Why do punters have their accounts restricted?
There are two cases where punters can have their accounts restricted: fraud or winning.
Fraud is pretty simply explained. It’s when someone has inside information, and is abusing it to beat the bookies. It’s a little like insider trading, and is especially rife in sports where inconsequential things don’t mean much (i.e a no-ball in cricket or a fault in tennis).
But most cases have nothing to do with fraud. Instead, they’re more to do with success. Companies will actively stamp out people who are succeeding on the platform.
This could be the especially clever cricket punter. Or the person intimately familiar with horse racing form. Anyone who succeeds on these platforms doesn’t just content with the bookies’ odds — they also contend with being banned if they win.

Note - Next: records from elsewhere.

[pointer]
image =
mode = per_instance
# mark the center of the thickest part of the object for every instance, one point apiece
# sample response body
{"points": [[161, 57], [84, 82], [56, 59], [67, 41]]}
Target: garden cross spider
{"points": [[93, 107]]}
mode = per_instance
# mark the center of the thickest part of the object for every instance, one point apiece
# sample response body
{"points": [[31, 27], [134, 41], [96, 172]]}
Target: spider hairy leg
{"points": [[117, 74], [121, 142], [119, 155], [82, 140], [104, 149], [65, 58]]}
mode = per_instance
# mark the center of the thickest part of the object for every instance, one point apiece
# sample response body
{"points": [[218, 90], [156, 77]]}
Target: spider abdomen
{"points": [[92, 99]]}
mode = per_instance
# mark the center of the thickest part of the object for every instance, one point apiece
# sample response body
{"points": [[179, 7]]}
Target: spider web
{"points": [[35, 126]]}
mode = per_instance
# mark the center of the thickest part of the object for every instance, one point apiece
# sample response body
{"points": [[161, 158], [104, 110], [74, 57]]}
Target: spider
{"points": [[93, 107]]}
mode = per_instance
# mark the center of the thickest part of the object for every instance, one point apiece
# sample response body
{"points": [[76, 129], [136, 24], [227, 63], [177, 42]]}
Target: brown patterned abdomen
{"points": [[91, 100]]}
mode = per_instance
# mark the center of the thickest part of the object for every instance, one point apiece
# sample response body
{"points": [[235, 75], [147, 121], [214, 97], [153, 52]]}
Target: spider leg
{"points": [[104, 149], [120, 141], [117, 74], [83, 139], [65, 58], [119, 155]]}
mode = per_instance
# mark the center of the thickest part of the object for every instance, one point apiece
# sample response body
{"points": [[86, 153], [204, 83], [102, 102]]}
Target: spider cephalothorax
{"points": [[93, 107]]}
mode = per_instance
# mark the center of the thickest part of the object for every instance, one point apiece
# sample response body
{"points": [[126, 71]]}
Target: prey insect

It’s like that other trick casinos run when they ban ‘advantage players’ for making money. Frankly, they should just have to take the risk.
This is at the heart of an anti-competitive monopoly
The sad thing about these gambling companies is, as a result of their behavior, there is no way for them to lose money. Betting companies in particular should recognize this. They’re allowed to profit off the chance of someone winning, only to lock people out when they actually do.
That’s anti-competitive behavior. Why? They’re being allowed to run a model with absolutely no risk involved. When a player can beat the odds (either through statistics or luck or instinct), the betting company is allowed to ban them.
It means that the company business model isn’t about setting the right odds for a particular market. It’s about acquiring as many losing punters as possible with a license to print money. That kind of business (much like the pokies) is predatory, and pretty scummy.
There’s a simple analogy here: monopoly businesses. Betting companies are being allowed to operate in an environment where punters (who are meant to be a big part of their competition) are not allowed to compete against them fairly. Bookies are basically saying they don’t want to compete against punters when setting odds. They just want to milk money from them.
I can understand why they’d do this for their business. But it also doesn’t seem like a fair or competitive way for them to do things either.
What should be done?
This is one case where governments should step in and ban this kind of behavior from betting companies. The simple fact is betting companies should be forced to take on the risk from winning punters.
If the betting company is worried about punters winning, then they should price their markets accordingly. It’s as simple as that.
So, this is one area where I think the government should step in and start regulating the bookies. If the bookies don’t want to compete against punters… well, maybe they shouldn’t be allowed to be in business at all.